Bell and Rogers agreed a deal worth C$1.32bn (€970m/$1.29bn) to buy a 75-per-cent stake in MLSE through a 50-50 joint venture from the Ontario Teachers’ Pension Plan. The deal, under which Bell will own 28 per cent, its pension fund hold 9.5 per cent and Rogers own 37.5 per cent of MLSE, is expected to be completed in mid-2012. As part of the deal, Kilmer Sports, owned by MLSE chairman Larry Tanenbaum, will increase his shareholding in MLSE from 20 to 25 per cent.

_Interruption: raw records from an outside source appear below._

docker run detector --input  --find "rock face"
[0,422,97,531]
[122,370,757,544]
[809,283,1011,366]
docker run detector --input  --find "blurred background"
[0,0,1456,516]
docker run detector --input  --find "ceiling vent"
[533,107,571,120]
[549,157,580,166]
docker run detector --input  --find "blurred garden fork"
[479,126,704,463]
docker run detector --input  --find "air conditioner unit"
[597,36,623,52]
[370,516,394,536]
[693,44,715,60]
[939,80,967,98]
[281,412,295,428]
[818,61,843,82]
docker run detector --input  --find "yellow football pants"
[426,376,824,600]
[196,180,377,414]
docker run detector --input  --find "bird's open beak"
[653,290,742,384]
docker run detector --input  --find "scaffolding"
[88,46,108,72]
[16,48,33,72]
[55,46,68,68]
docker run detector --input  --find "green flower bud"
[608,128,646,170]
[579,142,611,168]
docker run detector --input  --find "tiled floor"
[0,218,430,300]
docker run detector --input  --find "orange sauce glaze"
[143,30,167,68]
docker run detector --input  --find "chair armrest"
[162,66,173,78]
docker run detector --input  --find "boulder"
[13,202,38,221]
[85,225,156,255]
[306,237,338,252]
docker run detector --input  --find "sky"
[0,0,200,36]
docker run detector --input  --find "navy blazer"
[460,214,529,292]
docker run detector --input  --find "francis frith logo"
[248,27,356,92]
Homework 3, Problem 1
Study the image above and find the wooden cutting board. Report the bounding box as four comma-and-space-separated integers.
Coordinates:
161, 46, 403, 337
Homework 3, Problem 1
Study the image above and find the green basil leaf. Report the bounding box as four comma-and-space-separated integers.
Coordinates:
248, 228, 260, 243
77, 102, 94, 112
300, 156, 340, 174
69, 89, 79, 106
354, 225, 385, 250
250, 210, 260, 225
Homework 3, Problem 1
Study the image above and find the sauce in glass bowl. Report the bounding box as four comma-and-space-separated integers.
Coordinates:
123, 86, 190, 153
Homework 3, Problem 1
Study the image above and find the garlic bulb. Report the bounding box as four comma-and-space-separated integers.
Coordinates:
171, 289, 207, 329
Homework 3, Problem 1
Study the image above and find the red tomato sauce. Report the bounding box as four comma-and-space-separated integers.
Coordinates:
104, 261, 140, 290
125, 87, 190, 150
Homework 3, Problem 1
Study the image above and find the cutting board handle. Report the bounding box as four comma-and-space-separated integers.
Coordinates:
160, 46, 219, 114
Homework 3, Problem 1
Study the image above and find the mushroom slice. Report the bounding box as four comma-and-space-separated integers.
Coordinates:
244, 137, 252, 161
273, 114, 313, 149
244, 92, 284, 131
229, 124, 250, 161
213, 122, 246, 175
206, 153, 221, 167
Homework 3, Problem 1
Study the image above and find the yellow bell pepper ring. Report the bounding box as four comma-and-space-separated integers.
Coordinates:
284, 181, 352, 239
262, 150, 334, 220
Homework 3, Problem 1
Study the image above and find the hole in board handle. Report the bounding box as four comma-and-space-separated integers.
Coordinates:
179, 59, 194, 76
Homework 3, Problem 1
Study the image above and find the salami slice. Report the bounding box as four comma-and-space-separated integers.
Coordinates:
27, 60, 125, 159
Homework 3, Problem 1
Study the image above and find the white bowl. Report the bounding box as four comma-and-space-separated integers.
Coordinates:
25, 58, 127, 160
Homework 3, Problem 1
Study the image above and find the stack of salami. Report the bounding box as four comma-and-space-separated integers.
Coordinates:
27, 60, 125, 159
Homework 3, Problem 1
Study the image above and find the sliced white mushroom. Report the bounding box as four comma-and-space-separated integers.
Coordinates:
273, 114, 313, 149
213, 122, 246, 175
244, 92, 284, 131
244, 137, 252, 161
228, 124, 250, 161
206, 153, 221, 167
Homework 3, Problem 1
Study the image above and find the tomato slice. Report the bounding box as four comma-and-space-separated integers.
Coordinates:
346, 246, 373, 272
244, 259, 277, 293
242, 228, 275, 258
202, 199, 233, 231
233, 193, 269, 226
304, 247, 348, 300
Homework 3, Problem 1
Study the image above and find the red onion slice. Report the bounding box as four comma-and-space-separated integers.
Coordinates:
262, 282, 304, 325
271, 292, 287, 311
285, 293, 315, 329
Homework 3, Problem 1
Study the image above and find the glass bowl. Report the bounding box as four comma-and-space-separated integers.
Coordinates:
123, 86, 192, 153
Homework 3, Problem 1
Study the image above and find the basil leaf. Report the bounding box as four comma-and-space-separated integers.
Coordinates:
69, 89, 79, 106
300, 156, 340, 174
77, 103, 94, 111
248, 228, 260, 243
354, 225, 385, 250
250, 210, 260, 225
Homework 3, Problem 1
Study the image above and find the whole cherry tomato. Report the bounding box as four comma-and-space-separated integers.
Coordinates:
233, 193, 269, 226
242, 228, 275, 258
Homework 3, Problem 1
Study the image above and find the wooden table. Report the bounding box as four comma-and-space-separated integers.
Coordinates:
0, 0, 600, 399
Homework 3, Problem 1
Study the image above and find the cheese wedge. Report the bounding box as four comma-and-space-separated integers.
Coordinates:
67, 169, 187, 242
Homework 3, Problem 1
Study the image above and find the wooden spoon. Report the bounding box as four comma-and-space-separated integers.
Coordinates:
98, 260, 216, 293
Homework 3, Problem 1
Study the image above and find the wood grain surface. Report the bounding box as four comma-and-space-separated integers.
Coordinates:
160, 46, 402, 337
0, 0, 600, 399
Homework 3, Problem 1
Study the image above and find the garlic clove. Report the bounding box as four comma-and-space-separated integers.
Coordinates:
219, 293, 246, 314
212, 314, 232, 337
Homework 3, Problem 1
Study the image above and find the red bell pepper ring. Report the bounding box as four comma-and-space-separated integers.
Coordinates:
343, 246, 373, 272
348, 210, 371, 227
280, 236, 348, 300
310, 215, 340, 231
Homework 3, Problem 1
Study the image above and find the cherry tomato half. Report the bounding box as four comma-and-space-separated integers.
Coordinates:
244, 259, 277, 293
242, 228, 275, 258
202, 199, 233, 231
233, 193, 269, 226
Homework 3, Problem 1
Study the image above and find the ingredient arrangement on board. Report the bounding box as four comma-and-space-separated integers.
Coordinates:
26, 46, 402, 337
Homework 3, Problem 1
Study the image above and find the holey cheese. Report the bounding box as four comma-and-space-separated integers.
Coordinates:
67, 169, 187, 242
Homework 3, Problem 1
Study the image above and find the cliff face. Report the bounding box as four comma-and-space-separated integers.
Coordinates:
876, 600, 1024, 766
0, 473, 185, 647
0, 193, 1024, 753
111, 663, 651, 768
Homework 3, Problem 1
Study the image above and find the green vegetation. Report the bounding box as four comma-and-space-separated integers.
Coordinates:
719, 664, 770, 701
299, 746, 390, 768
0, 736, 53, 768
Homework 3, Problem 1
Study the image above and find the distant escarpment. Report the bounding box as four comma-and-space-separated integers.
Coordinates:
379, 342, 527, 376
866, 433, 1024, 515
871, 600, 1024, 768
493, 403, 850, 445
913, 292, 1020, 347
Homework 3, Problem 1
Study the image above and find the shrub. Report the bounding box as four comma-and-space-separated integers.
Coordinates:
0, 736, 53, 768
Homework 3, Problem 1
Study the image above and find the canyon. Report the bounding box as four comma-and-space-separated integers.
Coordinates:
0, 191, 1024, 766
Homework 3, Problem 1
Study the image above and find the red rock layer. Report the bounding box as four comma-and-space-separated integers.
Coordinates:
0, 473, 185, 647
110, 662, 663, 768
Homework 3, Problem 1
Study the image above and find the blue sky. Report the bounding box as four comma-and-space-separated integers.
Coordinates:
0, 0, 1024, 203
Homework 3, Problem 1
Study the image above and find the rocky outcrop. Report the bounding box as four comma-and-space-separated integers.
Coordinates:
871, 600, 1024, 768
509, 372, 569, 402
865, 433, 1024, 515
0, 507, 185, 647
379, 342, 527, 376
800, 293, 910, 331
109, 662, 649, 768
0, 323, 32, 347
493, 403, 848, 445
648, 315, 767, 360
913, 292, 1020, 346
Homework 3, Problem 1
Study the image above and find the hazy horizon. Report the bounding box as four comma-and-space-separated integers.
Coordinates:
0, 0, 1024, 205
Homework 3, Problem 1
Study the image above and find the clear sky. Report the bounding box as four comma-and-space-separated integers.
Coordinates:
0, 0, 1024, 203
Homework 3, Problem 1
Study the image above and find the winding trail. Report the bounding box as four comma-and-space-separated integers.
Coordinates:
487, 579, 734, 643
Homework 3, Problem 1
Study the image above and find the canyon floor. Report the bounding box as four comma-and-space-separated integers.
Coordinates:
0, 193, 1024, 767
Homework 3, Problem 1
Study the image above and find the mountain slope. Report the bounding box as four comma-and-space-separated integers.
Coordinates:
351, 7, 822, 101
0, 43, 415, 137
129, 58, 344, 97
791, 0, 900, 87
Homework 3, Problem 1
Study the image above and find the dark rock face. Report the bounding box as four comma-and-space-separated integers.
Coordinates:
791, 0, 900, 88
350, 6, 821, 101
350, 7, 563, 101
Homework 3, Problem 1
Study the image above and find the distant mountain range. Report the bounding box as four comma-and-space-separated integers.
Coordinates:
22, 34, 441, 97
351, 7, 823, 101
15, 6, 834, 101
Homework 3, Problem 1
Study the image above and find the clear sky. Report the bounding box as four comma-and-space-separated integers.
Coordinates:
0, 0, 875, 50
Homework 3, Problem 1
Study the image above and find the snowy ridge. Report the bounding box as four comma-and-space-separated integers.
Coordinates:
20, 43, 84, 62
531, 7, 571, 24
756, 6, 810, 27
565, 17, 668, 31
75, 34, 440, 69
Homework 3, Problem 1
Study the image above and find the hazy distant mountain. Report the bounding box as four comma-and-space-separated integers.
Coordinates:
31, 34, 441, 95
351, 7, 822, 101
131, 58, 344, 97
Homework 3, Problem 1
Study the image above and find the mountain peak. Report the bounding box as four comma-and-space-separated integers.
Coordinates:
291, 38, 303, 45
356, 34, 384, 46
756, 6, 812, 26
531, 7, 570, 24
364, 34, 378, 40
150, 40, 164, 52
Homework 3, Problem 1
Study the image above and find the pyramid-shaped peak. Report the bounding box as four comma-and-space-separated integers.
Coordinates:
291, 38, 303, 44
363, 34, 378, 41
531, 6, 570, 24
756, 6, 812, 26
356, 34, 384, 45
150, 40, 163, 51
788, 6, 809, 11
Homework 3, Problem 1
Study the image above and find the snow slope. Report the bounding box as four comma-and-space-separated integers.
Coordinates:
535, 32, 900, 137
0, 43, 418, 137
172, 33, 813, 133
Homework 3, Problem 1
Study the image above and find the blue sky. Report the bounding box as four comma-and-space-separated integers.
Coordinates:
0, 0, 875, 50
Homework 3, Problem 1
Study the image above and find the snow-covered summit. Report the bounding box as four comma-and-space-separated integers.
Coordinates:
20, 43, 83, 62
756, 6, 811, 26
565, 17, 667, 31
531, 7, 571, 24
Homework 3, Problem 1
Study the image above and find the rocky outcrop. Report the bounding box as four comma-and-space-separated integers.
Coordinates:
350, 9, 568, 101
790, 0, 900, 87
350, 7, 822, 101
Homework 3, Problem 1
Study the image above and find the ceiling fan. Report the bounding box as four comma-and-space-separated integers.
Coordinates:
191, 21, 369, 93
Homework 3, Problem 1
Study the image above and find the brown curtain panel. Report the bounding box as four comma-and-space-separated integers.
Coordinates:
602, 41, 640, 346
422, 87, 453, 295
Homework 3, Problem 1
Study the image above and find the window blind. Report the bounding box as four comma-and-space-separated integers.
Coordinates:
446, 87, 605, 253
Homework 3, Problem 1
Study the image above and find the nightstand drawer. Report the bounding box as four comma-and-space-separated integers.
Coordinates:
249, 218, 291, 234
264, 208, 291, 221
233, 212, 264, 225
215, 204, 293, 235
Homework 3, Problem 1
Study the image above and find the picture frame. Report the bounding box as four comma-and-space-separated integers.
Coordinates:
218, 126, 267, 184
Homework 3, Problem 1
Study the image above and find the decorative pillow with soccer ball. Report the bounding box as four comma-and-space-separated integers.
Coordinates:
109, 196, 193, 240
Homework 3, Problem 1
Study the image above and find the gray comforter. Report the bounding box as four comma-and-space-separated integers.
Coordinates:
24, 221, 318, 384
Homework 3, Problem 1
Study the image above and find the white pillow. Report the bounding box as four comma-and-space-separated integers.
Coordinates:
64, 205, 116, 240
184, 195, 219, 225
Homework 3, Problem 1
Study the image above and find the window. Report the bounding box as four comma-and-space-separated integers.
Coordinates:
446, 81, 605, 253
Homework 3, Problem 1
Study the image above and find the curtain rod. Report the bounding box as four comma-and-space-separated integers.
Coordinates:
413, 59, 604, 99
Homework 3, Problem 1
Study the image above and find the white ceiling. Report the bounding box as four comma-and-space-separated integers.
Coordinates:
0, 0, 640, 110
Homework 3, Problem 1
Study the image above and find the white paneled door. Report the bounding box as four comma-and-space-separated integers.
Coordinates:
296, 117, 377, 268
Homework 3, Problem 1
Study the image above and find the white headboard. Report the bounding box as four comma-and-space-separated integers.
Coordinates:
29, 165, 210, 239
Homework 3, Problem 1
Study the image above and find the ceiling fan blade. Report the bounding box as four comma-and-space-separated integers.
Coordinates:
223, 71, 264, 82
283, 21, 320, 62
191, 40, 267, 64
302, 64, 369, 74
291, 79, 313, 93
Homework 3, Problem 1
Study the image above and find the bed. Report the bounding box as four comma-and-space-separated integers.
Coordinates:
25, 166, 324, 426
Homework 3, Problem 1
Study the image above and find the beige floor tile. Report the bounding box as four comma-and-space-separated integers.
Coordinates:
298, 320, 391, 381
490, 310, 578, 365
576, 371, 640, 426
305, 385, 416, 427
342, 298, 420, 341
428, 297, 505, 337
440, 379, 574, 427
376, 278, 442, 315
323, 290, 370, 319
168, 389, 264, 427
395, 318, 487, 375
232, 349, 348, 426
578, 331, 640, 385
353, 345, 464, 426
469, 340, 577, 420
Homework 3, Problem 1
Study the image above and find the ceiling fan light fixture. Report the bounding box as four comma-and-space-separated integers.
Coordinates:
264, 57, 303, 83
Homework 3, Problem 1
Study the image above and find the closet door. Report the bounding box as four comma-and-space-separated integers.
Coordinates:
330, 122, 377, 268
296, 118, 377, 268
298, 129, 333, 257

Tanenbaum will stay on as MLSE chairman following the takeover. Rogers already owns the Toronto Blue Jays MLB baseball club and the Sportsnet pay-television channel, while Bell operates TSN, a rival cable sports channel that already shows Maple Leafs and Raptors games. George Cope, the chief executive of BCE, said the two companies would share coverage of Leafs and Raptors games and insisted competition “on the broadcast side just got a whole lot more intense.”
MLSE also owns the Toronto Raptors NBA basketball team and the Toronto FC Major League Soccer team as well as Air Canada Center, the home arena for the Leafs and Raptors. The deal has to be ratified by the Canadian Competition Bureau, Canada’s competition watchdog, as well as the NHL and NBA.